RDKit usage memo


The environment and things that should be installed



Create a virtual environment for RDKit with conda

$ conda create -c rdkit -n (Virtual environment name) rdkit

If you try using import rdkit as it is, it is said that there is no library of ○○, so download it ( libxrender1 in my case)

$ sudo apt install libxrender1

Others Install matplotlib and scikit-learn with $ conda install XXXX (And tabulate for article creation)

Try out

Display of molecules

from rdkit import Chem
from rdkit.Chem import Draw

#Changed the molecule written in SMILES notation to a format called mol file
molecule_1 = Chem.MolFromSmiles('Cc1ccccc1')

#Convert mol format file to image(display)

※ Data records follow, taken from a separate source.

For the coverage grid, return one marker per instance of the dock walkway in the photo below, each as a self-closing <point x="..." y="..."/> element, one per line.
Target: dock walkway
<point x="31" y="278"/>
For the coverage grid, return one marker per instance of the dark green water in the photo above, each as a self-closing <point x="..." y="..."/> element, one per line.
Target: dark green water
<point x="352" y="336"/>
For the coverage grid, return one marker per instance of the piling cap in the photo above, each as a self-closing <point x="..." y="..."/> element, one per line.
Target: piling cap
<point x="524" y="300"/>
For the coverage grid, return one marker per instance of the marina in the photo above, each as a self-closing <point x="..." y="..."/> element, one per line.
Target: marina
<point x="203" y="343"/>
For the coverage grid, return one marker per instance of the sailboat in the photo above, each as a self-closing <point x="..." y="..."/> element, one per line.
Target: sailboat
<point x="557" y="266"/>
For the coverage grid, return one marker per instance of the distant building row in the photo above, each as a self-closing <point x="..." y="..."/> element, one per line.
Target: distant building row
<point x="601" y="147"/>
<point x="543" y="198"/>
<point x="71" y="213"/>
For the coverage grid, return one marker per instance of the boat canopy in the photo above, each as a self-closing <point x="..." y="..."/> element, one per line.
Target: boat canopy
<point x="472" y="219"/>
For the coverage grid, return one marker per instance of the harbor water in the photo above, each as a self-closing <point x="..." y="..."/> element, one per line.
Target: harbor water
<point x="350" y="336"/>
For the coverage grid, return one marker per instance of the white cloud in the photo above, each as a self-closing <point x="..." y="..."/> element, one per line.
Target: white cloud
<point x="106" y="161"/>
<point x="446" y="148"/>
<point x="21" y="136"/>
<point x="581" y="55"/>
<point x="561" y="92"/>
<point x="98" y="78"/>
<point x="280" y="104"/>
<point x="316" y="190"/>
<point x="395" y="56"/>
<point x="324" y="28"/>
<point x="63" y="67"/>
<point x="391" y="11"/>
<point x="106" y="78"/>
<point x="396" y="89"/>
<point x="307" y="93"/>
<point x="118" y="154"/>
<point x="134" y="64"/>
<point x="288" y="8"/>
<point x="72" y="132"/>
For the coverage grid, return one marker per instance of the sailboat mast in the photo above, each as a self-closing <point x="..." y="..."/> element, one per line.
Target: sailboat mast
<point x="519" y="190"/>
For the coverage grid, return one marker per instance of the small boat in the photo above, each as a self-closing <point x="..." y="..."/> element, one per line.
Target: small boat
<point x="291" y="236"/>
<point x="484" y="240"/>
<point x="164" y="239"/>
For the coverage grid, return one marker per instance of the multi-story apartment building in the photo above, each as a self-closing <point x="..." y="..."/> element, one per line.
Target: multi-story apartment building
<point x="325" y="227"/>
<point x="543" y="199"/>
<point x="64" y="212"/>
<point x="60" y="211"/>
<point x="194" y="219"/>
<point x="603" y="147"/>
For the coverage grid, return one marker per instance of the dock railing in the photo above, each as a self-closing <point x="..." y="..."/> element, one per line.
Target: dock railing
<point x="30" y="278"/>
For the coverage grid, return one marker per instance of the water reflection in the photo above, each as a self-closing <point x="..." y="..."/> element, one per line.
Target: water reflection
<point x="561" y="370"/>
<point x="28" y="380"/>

[Output result] 001_DrawTest.png

Creating a fingerprint

Obtain data on SMILES and solubility of compounds by referring to the following articles. Introduction to Chemical Informatics with RDKit and Scikit-learn

smile XXXX logS
0 O=C(C)N 60-35-5 1.58
1 NNC 60-34-4 1.34
2 O=C(C)O 64-19-7 1.22
3 N1CCCC1 123-75-1 1.15
4 O=C(N)NO 127-07-1 1.12

Converts what is saved in SMILE format to MOL format. Then get a fingerprint. --radius: Radius. How many atoms ahead should be considered from the atom of interest?

smiles = df['smile']
molecules = [Chem.MolFromSmiles(smile) for smile in smiles]

#Create only one fingerprint as a trial
from rdkit.Chem import AllChem
molecule_1 = molecules[0]

fingerprint = AllChem.GetMorganFingerprintAsBitVect(mol=molecule_1, radius=2, nBits=2048)
# -> rdkit.DataStructs.cDataStructs.Data of class called ExplicitBitVect is created

# ->Changed to something like 000000000000000100000000000000100
# ->After that, you can use this and plunge into the machine learning model as you like.